Artificiële intelligentie (ook wel kunstmatige intelligentie, afgekort AI/KI genoemd) is een technologie die een grote invloed heeft op ons alledaagse leven. Denk bijvoorbeeld aan het openen van je telefoon met gezichtsherkenning, de persoonlijke suggesties voor films en series van Netflix of het navigatiesysteem in je auto. Toch blijft AI, ondanks dat het een sleuteltechnologie is geworden, voor velen nog een vaag begrip.

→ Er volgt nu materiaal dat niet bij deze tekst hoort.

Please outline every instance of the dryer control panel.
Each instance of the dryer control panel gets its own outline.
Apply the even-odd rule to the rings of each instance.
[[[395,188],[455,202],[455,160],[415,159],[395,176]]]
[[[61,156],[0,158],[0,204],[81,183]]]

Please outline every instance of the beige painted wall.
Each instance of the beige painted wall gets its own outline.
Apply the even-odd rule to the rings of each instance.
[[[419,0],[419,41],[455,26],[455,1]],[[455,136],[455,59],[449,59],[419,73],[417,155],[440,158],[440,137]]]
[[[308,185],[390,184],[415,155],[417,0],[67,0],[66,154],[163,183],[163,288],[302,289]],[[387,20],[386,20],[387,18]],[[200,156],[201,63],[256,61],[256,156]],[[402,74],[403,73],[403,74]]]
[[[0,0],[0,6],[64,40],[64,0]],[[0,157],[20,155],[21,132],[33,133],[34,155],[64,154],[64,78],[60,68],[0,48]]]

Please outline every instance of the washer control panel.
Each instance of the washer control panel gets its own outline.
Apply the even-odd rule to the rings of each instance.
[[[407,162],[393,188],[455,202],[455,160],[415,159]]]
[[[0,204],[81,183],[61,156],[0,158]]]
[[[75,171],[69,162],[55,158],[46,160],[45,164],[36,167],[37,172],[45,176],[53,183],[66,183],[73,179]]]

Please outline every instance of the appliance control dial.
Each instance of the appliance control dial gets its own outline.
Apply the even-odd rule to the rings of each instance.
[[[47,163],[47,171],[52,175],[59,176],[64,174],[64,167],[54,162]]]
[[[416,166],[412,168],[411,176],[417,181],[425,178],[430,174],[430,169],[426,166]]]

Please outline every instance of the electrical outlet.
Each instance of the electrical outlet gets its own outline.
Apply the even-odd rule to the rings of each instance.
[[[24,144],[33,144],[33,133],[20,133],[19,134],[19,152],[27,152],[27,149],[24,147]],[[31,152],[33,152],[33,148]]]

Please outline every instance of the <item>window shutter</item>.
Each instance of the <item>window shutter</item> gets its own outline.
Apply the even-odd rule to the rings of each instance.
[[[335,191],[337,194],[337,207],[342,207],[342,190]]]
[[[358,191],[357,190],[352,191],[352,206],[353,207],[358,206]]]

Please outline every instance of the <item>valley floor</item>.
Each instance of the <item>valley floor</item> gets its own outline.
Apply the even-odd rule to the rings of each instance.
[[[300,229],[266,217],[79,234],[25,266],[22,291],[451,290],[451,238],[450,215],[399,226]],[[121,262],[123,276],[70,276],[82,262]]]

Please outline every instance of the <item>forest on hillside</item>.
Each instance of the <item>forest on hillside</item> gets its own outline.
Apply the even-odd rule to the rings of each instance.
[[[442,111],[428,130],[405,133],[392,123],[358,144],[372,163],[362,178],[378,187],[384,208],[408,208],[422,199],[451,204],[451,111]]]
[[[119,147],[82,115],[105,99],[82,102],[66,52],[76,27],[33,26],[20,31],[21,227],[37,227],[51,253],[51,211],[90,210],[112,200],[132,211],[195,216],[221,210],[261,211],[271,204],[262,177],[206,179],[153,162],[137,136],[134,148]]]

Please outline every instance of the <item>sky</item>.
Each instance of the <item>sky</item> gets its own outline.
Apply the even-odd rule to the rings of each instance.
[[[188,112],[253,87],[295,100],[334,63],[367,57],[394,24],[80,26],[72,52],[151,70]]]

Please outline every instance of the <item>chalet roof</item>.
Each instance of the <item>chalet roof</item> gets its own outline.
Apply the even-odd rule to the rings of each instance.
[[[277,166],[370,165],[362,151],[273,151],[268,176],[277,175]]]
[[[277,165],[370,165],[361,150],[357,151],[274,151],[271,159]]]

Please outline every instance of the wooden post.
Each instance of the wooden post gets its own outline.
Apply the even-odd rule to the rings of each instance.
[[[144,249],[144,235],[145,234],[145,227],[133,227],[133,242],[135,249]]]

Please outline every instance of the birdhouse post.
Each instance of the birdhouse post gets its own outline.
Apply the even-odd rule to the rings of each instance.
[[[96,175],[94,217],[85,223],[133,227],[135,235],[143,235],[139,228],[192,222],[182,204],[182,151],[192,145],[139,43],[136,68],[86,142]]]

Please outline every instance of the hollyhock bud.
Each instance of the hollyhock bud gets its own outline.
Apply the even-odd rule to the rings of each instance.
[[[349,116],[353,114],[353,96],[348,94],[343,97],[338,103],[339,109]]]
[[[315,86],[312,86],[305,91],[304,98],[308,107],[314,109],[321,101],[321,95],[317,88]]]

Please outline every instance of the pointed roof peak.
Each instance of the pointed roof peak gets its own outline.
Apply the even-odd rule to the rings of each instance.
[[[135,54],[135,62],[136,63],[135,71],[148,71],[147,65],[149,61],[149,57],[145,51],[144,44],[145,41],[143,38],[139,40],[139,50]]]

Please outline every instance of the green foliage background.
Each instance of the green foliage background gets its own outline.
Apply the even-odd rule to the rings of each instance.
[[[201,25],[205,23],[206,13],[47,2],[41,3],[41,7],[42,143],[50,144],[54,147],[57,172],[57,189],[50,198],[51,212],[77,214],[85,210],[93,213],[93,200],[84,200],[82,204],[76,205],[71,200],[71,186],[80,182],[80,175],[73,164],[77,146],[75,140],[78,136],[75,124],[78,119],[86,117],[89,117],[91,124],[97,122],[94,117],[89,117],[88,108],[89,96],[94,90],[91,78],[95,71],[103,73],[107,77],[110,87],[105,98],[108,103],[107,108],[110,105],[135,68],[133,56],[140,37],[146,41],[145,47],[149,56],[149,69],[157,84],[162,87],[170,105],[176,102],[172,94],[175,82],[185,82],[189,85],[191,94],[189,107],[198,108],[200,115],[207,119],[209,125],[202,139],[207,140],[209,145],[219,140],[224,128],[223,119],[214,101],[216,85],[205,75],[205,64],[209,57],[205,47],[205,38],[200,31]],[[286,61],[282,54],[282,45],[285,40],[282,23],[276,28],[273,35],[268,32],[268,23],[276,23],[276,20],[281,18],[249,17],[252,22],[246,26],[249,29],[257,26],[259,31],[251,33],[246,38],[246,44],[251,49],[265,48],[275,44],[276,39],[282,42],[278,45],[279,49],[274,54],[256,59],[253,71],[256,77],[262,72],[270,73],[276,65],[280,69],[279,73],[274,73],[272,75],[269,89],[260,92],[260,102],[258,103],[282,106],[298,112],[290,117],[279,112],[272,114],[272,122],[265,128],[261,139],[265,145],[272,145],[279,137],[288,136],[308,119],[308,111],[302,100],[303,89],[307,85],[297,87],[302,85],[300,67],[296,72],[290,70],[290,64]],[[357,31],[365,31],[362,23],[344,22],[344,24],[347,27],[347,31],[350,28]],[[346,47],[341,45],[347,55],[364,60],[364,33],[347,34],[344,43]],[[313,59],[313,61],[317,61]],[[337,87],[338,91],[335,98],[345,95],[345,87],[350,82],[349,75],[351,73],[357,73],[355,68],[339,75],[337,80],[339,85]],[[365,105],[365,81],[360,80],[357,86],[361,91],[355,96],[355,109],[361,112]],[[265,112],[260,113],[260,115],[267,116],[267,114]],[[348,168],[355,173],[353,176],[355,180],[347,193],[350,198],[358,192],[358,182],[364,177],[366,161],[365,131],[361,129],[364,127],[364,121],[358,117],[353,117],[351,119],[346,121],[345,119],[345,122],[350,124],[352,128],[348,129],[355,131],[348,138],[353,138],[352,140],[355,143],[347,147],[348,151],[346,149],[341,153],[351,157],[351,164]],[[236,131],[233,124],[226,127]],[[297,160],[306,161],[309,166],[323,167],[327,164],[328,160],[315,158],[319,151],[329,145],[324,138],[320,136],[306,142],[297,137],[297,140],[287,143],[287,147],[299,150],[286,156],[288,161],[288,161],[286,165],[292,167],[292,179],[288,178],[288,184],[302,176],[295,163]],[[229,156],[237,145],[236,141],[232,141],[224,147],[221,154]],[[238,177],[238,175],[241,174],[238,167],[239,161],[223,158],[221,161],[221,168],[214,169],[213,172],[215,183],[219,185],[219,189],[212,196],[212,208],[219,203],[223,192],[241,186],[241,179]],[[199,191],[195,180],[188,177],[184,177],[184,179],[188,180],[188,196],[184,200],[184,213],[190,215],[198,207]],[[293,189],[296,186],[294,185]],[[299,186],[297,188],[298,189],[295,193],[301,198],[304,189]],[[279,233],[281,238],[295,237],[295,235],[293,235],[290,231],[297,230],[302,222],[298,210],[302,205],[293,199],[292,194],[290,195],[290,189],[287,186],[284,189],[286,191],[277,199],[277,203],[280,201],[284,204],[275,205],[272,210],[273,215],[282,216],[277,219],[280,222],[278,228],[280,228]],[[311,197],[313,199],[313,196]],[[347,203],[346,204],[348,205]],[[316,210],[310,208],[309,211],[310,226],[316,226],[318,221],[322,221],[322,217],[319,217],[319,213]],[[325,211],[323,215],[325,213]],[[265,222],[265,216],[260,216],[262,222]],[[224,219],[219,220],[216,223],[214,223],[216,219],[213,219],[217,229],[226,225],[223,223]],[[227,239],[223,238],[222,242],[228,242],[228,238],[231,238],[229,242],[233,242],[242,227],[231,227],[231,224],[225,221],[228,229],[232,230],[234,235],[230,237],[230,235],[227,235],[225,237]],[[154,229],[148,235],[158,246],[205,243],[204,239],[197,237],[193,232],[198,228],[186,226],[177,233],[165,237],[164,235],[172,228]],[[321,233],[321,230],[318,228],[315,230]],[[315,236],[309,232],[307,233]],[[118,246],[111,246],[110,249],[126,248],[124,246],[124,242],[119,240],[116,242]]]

In zijn meest eenvoudige vorm is kunstmatige intelligentie een taak of een handeling uitgevoerd door een programma of machine die menselijke intelligentie nabootst. Dit wordt gedaan aan de hand van neural networks, die de manier waarop menselijke hersenen werken, nabootsen. Wanneer een neuraal netwerk bijvoorbeeld genoeg foto’s van katten analyseert, gaat het veel voorkomende patronen, zoals contouren, verhoudingen etc. herkennen. Uiteindelijk kan het systeem daardoor zelfstandig katten herkennen. Het gaat bij AI dus niet om de rekenkracht, maar om de mogelijkheid om (zelfstandig) te leren en beslissingen te nemen. Hierbij geldt dat hoe meer data er wordt ingevoerd, hoe beter het systeem uiteindelijk wordt.
De apparaten die handelen op basis van AI zijn zich echter niet bewust van de taken die ze uitvoeren. Ze volgen algoritmes en herkennen patronen. Door te leren van eigen gemaakte fouten door ervaring en blootstelling aan nieuwe gegevens, leveren de apparaten een beter resultaat. Dit wordt ook wel Machine Learning (ML) genoemd. Deep learning gaat nog een stapje verder: hierbij laten algoritmes toe dat sofware zichzelf dingen aanleert (denk aan gezichts- of spraakherkenning).